I have had numerous cars tuned (Boxster S to bi-turbo conversion, 997 turbo cab to a 700HP Rt12 by RUF, LP560 Spyder (mild tuning)). One thing is for sure: nothing is bullet proof. Once you start modding the car (ECU, whatever) you can kiss your warranty goodbye and you know you're on your own.
I'm pretty sure that KK has ran into problems developing his power upgrades but I can guarantee you ALL tuners have. I personally think it's their job to find out where or when the internals go bust so that they can figure out what to do to prevent that on customer's cars.

I've seen people blow up their Z06 engine with only an exhaust mod. If it needs to go it needs to go. Sure, I wouldn't want that to happen to my car either but when going for such upgrades it will always remain a risk. What I expect from KK is that he makes it a calculated risk :thumbsup:


----------



## Wildrover (Dec 16, 2008)

Trying to sit on the fence and make a sensible judgement:

I think the frustration in this thread is that a Santapod statistic is used to sell modifications from a tuner that does not pay for advertising here.

*Clearly the achievement is worth shouting about - but it's not the whole picture as others have stated.*

I cannot comment about broken engines to get this far or how reliable the engine is that has been tuned. 

We don't know that facts and as a consequence should say nothing as it's libellous to do so, unless of course you have proof which I doubt anyone has.

BTW: KK why don't you become a fully paid up GTROC Sponsor and half of the negative comments would instantly disappear?


----------



## Mook (Mar 20, 2007)

Just a point of note, we won't "protect" our sponsors against negative truths.it upsets some sponsors but you can't give bad service and expect us to hide it

However we will remove libellous, incorrect and frankly vindictive posts when asked to do so

Mook


----------



## thistle (Oct 27, 2007)

I didn't post the thread to sell anything, just to celebrate a result, I don't sell anything to customers, haven't taken a penny off customers since 2003. I do consultancy work with about 85% for Cobb and 15% for GTC and have no commercial arrangement with SVM. I like to see the companies I do work for do well but neither pay me based on sales or results.

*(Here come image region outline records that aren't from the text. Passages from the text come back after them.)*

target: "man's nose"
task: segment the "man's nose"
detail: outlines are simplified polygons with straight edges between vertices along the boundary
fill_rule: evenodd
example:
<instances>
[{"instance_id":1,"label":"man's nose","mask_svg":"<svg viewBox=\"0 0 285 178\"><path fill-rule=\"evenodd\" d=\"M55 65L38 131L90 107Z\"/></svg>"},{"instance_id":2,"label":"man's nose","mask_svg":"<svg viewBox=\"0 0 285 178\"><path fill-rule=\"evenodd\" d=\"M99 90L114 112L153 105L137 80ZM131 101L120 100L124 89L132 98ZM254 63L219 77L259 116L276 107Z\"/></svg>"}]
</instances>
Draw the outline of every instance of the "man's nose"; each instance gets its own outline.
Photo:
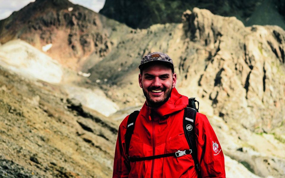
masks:
<instances>
[{"instance_id":1,"label":"man's nose","mask_svg":"<svg viewBox=\"0 0 285 178\"><path fill-rule=\"evenodd\" d=\"M155 77L153 79L153 85L155 87L158 87L161 86L161 81L159 77Z\"/></svg>"}]
</instances>

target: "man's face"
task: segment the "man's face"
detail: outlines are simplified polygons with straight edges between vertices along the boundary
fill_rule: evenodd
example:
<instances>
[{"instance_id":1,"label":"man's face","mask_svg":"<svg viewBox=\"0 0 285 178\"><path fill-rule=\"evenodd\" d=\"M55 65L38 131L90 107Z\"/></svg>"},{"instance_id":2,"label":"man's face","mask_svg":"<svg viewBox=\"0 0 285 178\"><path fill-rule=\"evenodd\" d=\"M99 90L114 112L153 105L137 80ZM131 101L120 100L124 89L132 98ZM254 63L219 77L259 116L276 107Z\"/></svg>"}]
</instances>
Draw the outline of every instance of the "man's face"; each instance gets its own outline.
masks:
<instances>
[{"instance_id":1,"label":"man's face","mask_svg":"<svg viewBox=\"0 0 285 178\"><path fill-rule=\"evenodd\" d=\"M163 65L155 64L143 69L142 75L139 75L139 82L149 106L160 106L168 100L176 84L176 77L171 69Z\"/></svg>"}]
</instances>

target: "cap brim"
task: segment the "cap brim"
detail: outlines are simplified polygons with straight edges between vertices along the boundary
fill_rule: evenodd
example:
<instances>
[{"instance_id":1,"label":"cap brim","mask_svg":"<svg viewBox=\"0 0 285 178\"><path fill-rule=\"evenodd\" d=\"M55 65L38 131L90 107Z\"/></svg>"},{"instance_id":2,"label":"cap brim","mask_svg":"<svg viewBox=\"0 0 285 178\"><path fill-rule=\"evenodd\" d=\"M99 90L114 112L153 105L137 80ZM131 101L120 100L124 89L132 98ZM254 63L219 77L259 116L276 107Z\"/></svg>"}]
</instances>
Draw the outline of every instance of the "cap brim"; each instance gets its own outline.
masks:
<instances>
[{"instance_id":1,"label":"cap brim","mask_svg":"<svg viewBox=\"0 0 285 178\"><path fill-rule=\"evenodd\" d=\"M151 64L155 63L163 64L168 66L170 67L170 68L174 70L174 66L173 66L173 64L170 62L165 61L161 61L160 60L153 60L146 62L139 66L139 69L141 70L146 66L150 66Z\"/></svg>"}]
</instances>

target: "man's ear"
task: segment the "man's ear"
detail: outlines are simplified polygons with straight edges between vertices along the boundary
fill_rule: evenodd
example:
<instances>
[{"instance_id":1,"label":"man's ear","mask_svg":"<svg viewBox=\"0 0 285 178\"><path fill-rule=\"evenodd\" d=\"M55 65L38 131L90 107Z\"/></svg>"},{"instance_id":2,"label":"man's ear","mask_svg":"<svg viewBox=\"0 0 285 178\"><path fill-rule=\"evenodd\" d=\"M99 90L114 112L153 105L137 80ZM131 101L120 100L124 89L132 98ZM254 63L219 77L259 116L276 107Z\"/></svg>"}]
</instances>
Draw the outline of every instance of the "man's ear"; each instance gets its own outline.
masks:
<instances>
[{"instance_id":1,"label":"man's ear","mask_svg":"<svg viewBox=\"0 0 285 178\"><path fill-rule=\"evenodd\" d=\"M177 76L176 73L174 73L172 75L172 88L174 88L176 86Z\"/></svg>"},{"instance_id":2,"label":"man's ear","mask_svg":"<svg viewBox=\"0 0 285 178\"><path fill-rule=\"evenodd\" d=\"M140 86L142 88L142 76L140 74L139 74L139 83L140 84Z\"/></svg>"}]
</instances>

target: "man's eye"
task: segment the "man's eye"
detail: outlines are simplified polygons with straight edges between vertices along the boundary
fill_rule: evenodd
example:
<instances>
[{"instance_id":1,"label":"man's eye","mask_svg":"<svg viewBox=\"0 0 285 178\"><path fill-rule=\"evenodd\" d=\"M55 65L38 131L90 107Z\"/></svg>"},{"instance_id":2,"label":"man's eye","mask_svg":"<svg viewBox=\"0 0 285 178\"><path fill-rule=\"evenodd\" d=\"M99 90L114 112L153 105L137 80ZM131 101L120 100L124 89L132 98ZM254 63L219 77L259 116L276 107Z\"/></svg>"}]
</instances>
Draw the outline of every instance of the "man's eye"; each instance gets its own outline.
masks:
<instances>
[{"instance_id":1,"label":"man's eye","mask_svg":"<svg viewBox=\"0 0 285 178\"><path fill-rule=\"evenodd\" d=\"M160 78L163 80L165 80L166 79L167 79L168 78L168 77L166 76L162 76L162 77L160 77Z\"/></svg>"}]
</instances>

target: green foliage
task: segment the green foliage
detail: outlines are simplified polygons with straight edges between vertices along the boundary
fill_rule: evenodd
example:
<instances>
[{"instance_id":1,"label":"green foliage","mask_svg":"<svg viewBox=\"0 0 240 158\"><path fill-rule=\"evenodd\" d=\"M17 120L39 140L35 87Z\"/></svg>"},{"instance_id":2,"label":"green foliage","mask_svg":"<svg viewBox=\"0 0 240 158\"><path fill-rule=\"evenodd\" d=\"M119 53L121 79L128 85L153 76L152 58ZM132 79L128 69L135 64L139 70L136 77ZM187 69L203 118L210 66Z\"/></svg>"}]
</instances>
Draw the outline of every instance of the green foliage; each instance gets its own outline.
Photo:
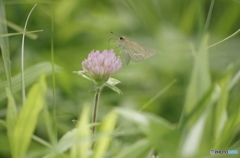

I would also like SVM do do well and celebrate his results simply because his work and achievements are impressive. To be able to do 2 runs is nice but often you aren't allowed to if you do a time that is below the cage threshold.

Regardless, as I said in the first post, Ben tuned this one not me, with just a few emails of encouragement. I am doing myself out of a job here, but with tuning projects like this GTC doesn't really need me at all these days, he is a superb R35 tuner in his own right. I have never even met Ben or Kev in real life!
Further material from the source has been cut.